# how do I get udev to set /dev/sg0 (scanner) correctly ?

## yfh2

I have an Umax Astra scsi scanner, which uses the module aic7xxx

The scanner is attached to /dev/sg0

Problem is : after boot, the perimssions are set uncorrectly

```

crw-rw----  1 root root 21, 0 aoû 16  2003 /dev/sg0

```

Udev rules are set like this regarding 'sg' devices :

```

grep sg /etc/udev/rules.d/50-udev.rules

BUS=="scsi",    KERNEL="sg[0-9]*", ACTION=="add", DRIVER=="sr", GROUP="cdrom", MODE="0666"

```

First thing is : MODE and GROUP are not taken into account ...

Second is : why should I have my scanner device in cdrom group ?

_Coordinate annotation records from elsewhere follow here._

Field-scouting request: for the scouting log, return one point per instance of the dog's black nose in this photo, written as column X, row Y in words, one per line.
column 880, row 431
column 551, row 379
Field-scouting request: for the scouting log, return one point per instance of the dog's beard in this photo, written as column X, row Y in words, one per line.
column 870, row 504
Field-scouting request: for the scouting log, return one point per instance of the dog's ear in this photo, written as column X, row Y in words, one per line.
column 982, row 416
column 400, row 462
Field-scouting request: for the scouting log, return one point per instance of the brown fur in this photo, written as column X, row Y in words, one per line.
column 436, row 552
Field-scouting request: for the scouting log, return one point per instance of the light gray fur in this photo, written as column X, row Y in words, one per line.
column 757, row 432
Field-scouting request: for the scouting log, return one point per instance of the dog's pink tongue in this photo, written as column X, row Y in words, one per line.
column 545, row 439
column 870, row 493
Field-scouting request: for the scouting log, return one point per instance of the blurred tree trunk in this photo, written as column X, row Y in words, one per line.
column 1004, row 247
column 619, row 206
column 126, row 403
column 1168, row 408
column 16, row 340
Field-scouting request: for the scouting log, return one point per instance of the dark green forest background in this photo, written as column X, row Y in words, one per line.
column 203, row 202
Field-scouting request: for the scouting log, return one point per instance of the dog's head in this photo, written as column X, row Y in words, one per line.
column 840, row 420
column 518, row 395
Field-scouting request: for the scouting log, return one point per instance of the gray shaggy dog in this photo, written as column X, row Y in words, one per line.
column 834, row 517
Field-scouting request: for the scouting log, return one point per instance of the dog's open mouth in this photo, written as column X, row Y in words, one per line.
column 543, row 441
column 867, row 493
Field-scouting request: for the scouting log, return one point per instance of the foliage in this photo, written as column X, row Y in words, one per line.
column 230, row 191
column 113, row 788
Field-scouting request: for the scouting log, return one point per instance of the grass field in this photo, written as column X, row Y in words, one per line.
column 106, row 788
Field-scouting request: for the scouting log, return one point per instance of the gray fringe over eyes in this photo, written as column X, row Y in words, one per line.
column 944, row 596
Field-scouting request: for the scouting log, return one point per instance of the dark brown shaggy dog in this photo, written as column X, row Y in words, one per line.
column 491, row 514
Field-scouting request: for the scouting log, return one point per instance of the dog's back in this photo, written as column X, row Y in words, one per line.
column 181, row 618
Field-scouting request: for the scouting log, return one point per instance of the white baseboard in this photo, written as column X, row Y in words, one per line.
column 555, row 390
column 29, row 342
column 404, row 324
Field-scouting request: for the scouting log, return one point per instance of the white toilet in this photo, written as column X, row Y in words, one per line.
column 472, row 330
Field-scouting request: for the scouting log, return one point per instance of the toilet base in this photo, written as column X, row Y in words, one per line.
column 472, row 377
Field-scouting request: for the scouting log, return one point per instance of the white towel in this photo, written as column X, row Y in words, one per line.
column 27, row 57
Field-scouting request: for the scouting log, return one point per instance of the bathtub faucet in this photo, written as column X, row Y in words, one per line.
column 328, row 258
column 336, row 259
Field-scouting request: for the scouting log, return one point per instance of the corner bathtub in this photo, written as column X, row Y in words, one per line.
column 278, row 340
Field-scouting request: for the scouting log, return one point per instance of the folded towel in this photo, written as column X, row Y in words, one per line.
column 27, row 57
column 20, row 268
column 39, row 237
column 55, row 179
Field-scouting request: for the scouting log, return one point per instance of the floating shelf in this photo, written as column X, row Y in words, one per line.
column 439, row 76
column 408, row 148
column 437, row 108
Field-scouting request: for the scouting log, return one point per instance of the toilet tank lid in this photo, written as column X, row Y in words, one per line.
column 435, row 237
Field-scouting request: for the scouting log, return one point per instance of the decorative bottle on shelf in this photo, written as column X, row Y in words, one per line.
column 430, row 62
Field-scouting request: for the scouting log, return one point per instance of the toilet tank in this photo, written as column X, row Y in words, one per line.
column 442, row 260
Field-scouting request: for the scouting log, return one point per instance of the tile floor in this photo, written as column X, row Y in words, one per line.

Third : I load the module aicxxx at boot time, and I get plenty of weird messages (I don't know where to find the log) by udev, waiting for several devices (or else) to answer ...

Now : what should I do ?

----------

## lost+found

 *yfh2 wrote:*   

> I have an Umax Astra scsi scanner, which uses the module aic7xxx
> 
> ...
> 
> Third : I load the module aicxxx at boot time, and I get plenty of weird messages (I don't know where to find the log) by udev, waiting for several devices (or else) to answer ...
> ...

 

There's a bug in the aic7xxx scsi driver. If you downgrade to a 2.6.13 or older kernel, it should work again... 

https://forums.gentoo.org/viewtopic-t-429277-start-0-postdays-0-postorder-asc-highlight-.html

http://bugzilla.kernel.org/show_bug.cgi?id=5659

 Cheers.

----------

## yfh2

My kernel is 2.6.10, so truth should be elsewhere ...

----------

## yfh2

I have tried to replace the rule with

[code]

BUS=="scsi",    KERNEL="sg0", MODE="0666" 

[/code]

I also tried to restrict to 

[code]

BUS=="scsi",  SYSFS{type}="6",    KERNEL="sg0", MODE="0666" 

[/code]

But somehow, udev does not seem to take the rule into account.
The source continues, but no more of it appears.